2. The method of claim 1, wherein, The calculation of the number of contradictory points between any two object images based on the similarity between local features of the same parts in different object images in the first cluster includes: Determine whether the similarity between local features of the same part in any two images of the object is less than a first threshold; If the similarity between the local features is less than the first threshold, the location corresponding to the local feature is determined to be a point of contradiction. The number of conflicting points between any two object images is obtained by summing the conflicting points between them.
3. The method of claim 1, wherein, The second cluster is obtained by filtering the object images in the first cluster based on the number of contradictions, including: Obtain a first image that does not contain the target part in the first cluster, and obtain a second image that contains the target part in the first cluster; Based on the number of contradictions between the first image and each of the second images, a first weight is obtained to determine whether the first image and each of the second images belong to different objects. Based on the first weight, the object images in the first cluster are filtered to obtain the second cluster.
4. The method of claim 3, wherein, The step of filtering the object images in the first cluster based on the first weight to obtain the second cluster includes: The first weight is fused to obtain the second weight; Determine whether the second weight is less than the second threshold; In response to the second weight being less than the second threshold, the corresponding first image is assigned to the second cluster; wherein, the second cluster at least includes the second image containing the target part in the first cluster; In response to the second weight being not less than the second threshold, the corresponding first image is removed.

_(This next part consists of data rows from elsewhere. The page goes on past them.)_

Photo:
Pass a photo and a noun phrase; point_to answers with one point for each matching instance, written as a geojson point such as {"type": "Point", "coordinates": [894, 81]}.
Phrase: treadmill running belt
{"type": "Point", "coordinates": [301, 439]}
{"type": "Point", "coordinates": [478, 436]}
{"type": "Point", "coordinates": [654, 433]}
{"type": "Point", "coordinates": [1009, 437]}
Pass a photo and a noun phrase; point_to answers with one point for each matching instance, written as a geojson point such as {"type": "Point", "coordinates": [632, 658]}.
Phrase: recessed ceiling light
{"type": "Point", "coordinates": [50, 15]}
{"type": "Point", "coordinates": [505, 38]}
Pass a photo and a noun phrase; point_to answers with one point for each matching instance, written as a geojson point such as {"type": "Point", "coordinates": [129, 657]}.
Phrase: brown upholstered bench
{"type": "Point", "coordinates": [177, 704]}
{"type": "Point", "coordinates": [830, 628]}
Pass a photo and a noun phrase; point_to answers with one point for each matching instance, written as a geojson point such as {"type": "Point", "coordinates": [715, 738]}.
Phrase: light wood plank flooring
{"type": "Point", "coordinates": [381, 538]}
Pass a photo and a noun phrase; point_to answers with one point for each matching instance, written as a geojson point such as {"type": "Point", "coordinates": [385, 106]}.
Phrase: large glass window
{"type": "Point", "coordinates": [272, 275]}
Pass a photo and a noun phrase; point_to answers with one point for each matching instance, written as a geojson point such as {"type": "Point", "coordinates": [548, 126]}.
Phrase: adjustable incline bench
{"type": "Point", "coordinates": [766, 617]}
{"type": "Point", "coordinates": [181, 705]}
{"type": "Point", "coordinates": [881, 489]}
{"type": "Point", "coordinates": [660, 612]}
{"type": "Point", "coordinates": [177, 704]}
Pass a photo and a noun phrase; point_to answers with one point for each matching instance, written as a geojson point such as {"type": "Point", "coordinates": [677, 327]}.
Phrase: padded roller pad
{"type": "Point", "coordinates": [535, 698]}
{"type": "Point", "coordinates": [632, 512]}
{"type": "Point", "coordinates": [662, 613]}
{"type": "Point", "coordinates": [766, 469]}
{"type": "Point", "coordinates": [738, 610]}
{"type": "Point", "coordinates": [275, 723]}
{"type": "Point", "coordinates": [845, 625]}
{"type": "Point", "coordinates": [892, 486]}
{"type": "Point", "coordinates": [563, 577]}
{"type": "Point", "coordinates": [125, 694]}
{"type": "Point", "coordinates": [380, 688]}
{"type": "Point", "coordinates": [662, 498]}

5. The method according to claim 1, characterized in that, Based on the first feature, the object images in the suspected impure archives are clustered to obtain several third-class clusters, including: The images of each object in the suspected impure file are classified as the fifth cluster; Based on the first feature, the first distance between different fifth clusters is calculated; In response to the first distance satisfying the second condition, the corresponding fifth cluster is merged to obtain the first merged cluster; The first merged cluster and the fifth cluster that was not merged in the suspected impure file are taken as the third cluster.
6. The method according to claim 1, characterized in that, Based on the detection results of whether the object images in the third cluster contain the target part, the object images in the third cluster are filtered to obtain a fourth cluster, including: In response to the fact that the object image in the third cluster contains a target part, the third cluster is designated as the fourth cluster; If the object image in the third cluster does not contain the target part, the third cluster is removed.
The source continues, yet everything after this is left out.